Expanding on 3: I think it ends up at O(n^2 * log n) transistors, O(log n) critical path (not sure on routing or what fan-out issues might there be).

Basically: determine end of instruction at each byte (trivial but expensive). Determine end of two instructions at each byte via end2[i]=end[end[i]]. Then end4[i]=end2[end2[i]], etc, log times.

That's essentially log(n) shuffles. With 32-byte/cycle decode that's roughy five 'vpermb ymm's, which is rather expensive (though various forms of shortcuts should exist - for the larger layers direct chasing is probably feasible, and for the smaller ones some special-casing of single-byte instructions could work).

And, actually, given the mention of O(log n)-transistor shuffles at http://www.numberworld.org/blogs/2024_8_7_zen5_avx512_teardo..., it might even just be O(n * log^2(n)) transistors.

Importantly, x86 itself plays no part in the non-trivial part. It applies equqlly to the RISC-V compressed extension, just with a smaller constant.

hajile · on Aug 11, 2024

Determining the end of a RISC-V instruction requires checking two bits and you have the knowledge that no instruction exceeds 4 bytes or uses less than 2 bytes.

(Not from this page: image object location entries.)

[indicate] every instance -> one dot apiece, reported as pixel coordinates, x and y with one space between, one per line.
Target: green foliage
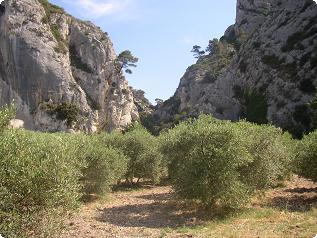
306 157
223 163
104 165
51 8
38 183
198 53
6 114
141 150
62 111
76 61
125 60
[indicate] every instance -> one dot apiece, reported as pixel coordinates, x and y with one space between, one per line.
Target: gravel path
151 212
143 213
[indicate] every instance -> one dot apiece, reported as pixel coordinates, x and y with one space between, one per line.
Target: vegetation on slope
210 162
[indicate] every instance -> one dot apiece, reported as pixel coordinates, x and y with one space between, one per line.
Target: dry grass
285 212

x86 requires checking for a REX, REX2, VEX, EVEX, etc prefix. Then you must check for either 1 or 2 instruction bytes. Then you must check for the existence of a register byte, how many immediate byte(s), and if you use a scaled index byte. Then if a register byte exists, you must check it for any displacement bytes to get your final instruction length total.

RISC-V starts with a small complexity then multiplies it by a small amount. x86 starts with a high complexity then multiplies it by a big amount. The real world difference here is large.

As I pointed out elsewhere ARM's A715 dropped support for aarch32 (which is still far easier to decode than x86) and cut decoder size by 75% while increasing raw decoder count by 20%. The decoder penalties of bad ISA design extend beyond finding instruction boundaries.

dzaima · on Aug 11, 2024

I don't disagree that the real-world difference is massive; that much is pretty clear. I'm just pointing out that, as far as I can tell, it's all just a question of a constant factor, it's just massive. I've written half of a basic x86 decoder in regular imperative code, handling just the baseline general-purpose legacy encoding instructions (determines length correctly, and determines opcode & operand values to some extent), and that was already much.